The problem with most side hustles is that they’re designed by people trying to sell you a course about side hustles, not by people actually running profitable side hustles.
After running multiple side ventures, here’s what separates the ones that make money from the ones that become expensive hobbies.
The Math Has to Work from Day 1
Before you start anything, do this: calculate your hourly rate.
If you’re charging $50/hour but spending 2 hours in admin, proposals, and invoicing for every 3 hours of billable work, your real rate is $30/hour. Is that worth it? Be honest.
A real side hustle pays at least 1.5x what you make at your day job. If you make $25/hour at your job, your side hustle needs to hit $37.50/hour or better. Otherwise, you’re just working harder for the same money.
Pick Something You Already Know How to Do
Don’t start a photography business if you’ve never shot professionally. Don’t start freelance writing if you’ve never sold an article.
The fastest path to money is leveraging skills you already have. Can you code? Build. Can you write? Freelance. Can you design? Sell templates. Can you teach? Create a course.
Every skill gap you need to close costs time and money. Start with what you already know.
Systematize Your First 10 Clients
The first 10 clients will teach you what works. Stop trying to “scale” until you have 10 paying customers who are happy.
Then—and only then—systematize. Create templates, processes, checklists. Automate the parts that waste time.
Too many people try to build the “scalable system” before they even have customers. You can’t automate what you don’t understand yet.
The Hidden Cost of Perfectionism
Your first client delivery doesn’t need to be perfect. It needs to solve their problem and deliver real value.
If you’re freelancing, a 7/10 solution delivered in a week beats a 9/10 solution delivered in three weeks. Your client gets results, you get paid, you move on.
Perfectionism kills side hustles because it makes the hourly rate impossible. You end up working 20 hours on a $300 project.

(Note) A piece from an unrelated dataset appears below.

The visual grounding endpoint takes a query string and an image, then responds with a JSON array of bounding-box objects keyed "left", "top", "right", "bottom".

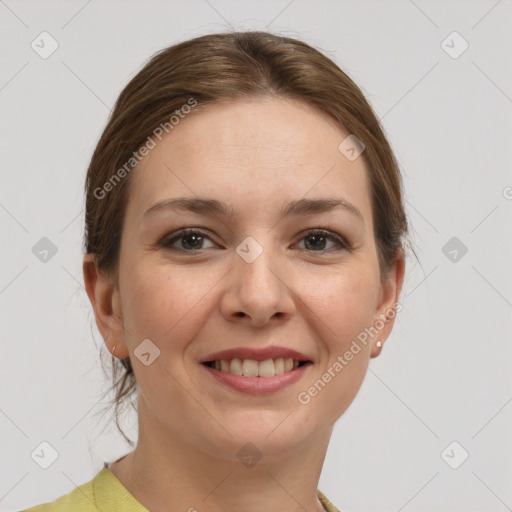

The Real Money Comes Later
Here’s what most people miss: the real money in side hustles isn’t in trading hours for dollars. It’s in the transition to productized services or products.
Spend 1-2 years doing client work. Use those years to build a product, course, or template that doesn’t require your direct time.
That’s when a side hustle becomes a passive income stream. But you don’t start there—you start with sweat equity.
Action This Week
1. Calculate your target hourly rate (1.5x your day job wage)
2. List skills you already have that people pay for
3. Find your first client (ask your network, post in relevant communities, reach out to your existing network)
4. Deliver good work, get paid, repeat
That’s it. The best side hustle is the one that starts this week, not the one you’re still planning.